O servidor público aponta que o nome do projeto foi inspirado na batata-doce, cultivada em ramas e essencial na dieta das famílias do sertão. Ao longo dos anos, foi implementado um banco de mudas de variedades biofortificadas de batata-doce, resultantes de cruzamentos que ampliam o valor nutricional do produto colhido. As mudas são entregues aos produtores no tamanho apropriado para plantio, juntamente com acompanhamento e assistência técnica.
Biofortificação garante alimentos mais nutritivos
Biofortificação é o processo de aumentar o conteúdo nutricional de micronutrientes, como vitaminas e minerais, das partes comestíveis das plantas, usando técnicas de melhoramento convencional ou biotecnologia.
“A ideia de estudar a batata-doce surgiu durante uma pesquisa de combate à fome, que buscava alimentos que tolerassem a seca”, explica Erbs. “Descobrimos então os alimentos biofortificados que faziam parte das pesquisas da Embrapa Hortaliças. Uma pesquisadora nos enviou seis genótipos. Iniciamos os testes em 2010 para buscar a variedade de batata-doce que melhor se adaptasse ao solo árido. Em 2021, a Embrapa nos enviou mais 16 tipos, sendo três biofortificados. Somente depois de 11 anos após o começo do projeto, conseguimos a tecnologia para determinar as características do cultivo.”

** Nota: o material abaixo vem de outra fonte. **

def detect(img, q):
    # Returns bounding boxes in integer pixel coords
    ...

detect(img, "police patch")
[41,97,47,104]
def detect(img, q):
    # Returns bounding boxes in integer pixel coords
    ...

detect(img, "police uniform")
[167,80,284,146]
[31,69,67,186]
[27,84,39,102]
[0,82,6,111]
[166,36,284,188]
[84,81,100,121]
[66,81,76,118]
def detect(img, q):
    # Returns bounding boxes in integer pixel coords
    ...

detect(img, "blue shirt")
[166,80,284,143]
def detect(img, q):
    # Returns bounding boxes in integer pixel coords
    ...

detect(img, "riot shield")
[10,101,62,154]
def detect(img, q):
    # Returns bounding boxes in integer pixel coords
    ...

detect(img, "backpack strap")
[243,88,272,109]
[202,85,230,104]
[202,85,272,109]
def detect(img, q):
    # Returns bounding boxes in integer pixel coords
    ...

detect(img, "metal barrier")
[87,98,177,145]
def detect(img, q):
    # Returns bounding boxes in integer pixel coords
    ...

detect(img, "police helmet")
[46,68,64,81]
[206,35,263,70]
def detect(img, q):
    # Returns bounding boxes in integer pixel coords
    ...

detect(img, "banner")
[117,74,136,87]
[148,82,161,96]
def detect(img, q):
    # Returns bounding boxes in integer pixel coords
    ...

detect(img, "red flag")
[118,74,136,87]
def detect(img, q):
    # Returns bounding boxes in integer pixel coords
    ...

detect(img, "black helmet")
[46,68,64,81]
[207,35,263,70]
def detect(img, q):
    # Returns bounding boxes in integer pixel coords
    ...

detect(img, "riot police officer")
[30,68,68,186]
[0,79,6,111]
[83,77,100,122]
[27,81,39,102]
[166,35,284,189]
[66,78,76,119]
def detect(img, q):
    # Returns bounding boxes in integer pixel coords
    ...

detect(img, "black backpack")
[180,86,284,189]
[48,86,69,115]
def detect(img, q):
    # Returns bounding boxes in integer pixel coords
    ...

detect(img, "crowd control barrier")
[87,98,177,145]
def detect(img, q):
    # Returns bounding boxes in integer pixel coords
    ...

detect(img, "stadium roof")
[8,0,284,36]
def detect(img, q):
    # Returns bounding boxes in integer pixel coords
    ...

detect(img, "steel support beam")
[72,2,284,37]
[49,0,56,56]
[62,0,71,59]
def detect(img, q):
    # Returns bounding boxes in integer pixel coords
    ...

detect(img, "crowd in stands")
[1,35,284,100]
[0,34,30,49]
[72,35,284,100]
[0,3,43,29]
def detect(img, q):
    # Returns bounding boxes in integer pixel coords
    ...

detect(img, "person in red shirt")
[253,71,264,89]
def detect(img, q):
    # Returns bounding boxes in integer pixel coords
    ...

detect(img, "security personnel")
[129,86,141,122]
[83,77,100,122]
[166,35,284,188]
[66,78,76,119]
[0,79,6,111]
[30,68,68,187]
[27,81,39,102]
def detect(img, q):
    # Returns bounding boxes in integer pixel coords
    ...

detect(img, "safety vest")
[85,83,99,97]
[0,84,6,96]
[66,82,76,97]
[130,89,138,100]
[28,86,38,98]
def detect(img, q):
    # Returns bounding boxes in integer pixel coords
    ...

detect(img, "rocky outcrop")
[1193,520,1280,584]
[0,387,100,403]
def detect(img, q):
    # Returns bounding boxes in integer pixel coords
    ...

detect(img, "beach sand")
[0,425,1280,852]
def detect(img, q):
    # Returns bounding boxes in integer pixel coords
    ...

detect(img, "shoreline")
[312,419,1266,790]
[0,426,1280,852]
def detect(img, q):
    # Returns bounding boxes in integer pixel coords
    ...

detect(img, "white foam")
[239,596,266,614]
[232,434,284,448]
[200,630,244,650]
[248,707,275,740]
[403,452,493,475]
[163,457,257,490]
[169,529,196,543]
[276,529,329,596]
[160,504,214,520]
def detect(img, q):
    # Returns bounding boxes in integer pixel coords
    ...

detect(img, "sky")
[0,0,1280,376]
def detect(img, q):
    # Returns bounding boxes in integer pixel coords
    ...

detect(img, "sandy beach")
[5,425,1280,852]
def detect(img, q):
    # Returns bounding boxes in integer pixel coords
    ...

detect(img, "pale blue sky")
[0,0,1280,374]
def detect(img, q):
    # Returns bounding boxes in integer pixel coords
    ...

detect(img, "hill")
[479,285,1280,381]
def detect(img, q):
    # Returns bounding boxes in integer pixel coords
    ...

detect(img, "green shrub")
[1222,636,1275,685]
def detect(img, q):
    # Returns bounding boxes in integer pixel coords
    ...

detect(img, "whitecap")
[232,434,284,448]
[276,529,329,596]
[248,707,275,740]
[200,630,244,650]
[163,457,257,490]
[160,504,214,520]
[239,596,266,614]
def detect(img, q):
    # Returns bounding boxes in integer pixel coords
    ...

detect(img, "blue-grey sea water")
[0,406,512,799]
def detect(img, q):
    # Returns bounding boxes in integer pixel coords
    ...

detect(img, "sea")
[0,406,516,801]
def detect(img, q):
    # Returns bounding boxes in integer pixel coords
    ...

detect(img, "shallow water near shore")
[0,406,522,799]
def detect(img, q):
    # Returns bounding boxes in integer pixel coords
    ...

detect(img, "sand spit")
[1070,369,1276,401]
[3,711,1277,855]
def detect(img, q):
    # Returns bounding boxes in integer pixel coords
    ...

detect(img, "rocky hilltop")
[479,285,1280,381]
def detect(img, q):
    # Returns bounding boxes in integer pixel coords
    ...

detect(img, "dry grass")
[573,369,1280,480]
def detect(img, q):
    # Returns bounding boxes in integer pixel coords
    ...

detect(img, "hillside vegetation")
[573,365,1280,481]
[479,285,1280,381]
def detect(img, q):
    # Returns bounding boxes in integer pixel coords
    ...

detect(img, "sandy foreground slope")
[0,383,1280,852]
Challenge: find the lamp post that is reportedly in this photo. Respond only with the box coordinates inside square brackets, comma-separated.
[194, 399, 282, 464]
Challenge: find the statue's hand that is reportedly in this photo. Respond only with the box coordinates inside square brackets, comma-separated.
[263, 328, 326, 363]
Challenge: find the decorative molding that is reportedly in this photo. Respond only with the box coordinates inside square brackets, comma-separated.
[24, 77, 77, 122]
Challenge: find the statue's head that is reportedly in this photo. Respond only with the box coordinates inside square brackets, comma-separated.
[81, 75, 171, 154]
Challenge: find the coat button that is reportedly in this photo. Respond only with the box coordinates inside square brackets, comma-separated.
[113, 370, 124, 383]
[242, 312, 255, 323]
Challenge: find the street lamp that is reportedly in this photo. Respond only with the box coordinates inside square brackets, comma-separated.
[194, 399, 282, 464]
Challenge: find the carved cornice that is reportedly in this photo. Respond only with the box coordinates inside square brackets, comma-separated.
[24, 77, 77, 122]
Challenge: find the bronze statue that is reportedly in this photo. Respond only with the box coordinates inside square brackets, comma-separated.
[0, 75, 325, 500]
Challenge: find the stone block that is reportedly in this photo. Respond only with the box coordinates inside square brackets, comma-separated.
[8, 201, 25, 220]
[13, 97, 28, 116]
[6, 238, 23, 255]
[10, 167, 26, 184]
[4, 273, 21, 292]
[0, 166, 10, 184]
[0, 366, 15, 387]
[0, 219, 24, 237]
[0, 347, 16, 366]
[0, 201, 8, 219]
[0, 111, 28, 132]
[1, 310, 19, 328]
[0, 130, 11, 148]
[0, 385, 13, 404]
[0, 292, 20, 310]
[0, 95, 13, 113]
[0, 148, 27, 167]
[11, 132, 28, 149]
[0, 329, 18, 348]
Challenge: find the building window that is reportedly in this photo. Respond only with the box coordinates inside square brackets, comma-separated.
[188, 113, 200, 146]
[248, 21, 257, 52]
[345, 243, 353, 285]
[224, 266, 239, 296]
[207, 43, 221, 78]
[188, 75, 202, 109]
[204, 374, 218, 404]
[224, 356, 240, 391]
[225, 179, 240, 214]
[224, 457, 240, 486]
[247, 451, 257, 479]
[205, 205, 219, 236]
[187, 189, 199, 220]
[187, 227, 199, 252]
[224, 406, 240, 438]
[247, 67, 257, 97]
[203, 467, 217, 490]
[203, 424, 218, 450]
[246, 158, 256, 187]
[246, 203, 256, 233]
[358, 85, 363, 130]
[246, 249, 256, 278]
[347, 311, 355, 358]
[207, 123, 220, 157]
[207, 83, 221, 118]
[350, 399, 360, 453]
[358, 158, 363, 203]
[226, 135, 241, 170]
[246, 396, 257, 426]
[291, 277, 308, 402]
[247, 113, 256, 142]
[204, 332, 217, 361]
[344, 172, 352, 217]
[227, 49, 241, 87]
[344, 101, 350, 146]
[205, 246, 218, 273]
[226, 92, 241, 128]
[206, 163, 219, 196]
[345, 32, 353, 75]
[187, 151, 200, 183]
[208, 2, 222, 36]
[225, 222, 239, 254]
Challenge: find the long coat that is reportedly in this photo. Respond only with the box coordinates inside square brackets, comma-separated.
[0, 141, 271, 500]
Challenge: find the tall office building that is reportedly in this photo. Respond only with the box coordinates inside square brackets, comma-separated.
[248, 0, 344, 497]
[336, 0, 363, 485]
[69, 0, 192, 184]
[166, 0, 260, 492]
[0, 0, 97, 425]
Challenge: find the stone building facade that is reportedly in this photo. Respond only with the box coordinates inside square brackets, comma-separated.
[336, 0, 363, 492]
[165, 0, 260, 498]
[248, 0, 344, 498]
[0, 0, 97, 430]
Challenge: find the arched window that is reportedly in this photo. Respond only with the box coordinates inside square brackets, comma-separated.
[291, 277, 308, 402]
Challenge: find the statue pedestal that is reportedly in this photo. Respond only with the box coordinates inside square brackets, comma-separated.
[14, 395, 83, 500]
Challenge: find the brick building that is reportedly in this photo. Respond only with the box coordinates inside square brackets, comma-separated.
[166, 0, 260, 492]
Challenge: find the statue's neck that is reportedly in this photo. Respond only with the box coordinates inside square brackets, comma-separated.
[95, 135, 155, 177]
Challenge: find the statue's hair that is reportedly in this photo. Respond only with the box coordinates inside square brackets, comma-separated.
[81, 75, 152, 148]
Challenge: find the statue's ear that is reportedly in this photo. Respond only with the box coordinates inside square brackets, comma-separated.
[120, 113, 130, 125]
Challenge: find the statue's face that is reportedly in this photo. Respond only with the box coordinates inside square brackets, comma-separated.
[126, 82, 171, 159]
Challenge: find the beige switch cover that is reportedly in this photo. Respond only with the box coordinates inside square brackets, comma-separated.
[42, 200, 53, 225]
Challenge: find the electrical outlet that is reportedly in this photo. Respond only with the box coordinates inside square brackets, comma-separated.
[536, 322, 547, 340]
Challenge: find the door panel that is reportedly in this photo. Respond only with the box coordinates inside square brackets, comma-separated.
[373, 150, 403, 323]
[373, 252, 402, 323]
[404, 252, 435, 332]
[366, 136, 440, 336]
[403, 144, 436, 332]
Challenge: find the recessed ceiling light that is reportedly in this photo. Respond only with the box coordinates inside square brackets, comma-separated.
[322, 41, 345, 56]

Variedade resistente à seca homenageia pesquisadora da Embrapa
Atualmente, a equipe do projeto é formada por cinco pessoas, além de outros colaboradores, e conta com a parceria da Embrapa. A variedade que mais se adaptou foi a Nuti, nomeada em homenagem à pesquisadora Marília Regini Nuti. A batata-doce rosada com polpa alaranjada tem alto teor de betacaroteno e vitamina A, oferecendo um valor nutricional superior ao das batatas convencionais. Seu consumo é uma alternativa importante para melhorar a segurança alimentar de populações vulneráveis.
Além do valor nutricional, a Nuti apresenta alta produtividade mesmo no solo árido, com colheitas de 30 a 35 toneladas por hectare, comparadas às 12 toneladas por hectare das variedades convencionais. A irrigação semanal é recomendada, mas, segundo Erbs, há testes indicando que ela pode ser feita a cada 15 dias após os primeiros 30 dias de plantio. Por ser biofortificada, a planta também é mais resistente a pragas e doenças.
Projeto já distribuiu 500 mil mudas em 142 cidades
As primeiras plantas foram distribuídas em 2021. Cinco mil mudas foram entregues à agrovila Associação de Moradores e Pequenos Agricultores do N-4, no Perímetro Irrigado Senador Coelho, zona rural de Petrolina. A entidade tem 736 famílias cadastradas. Até o momento, foram distribuídas 500 mil ramas, totalizando 26,5 toneladas, beneficiando direta e indiretamente dez mil agricultores em 152 cidades de dez estados.
“É gratificante constatar que, durante a visita às áreas de plantio, a batata-doce de polpa alaranjada é uma das principais refeições das famílias. Ouvi relatos de agricultores que ficaram oito anos sem conseguir cultivar alimentos em suas roças e hoje estão com vários canteiros produzindo”, conta o pesquisador.
As pesquisas avançaram para outras culturas no semiárido, com 22 variedades de batatas-doces, feijão, milho e mandioca. A abóbora, conhecida como jerimum no Nordeste, também pode ser biofortificada. Os alimentos do projeto foram incluídos na merenda das escolas municipais de Petrolina por decreto.
“Meu sonho é que o projeto se torne uma política pública para combater a insegurança alimentar“, conclui Erbs.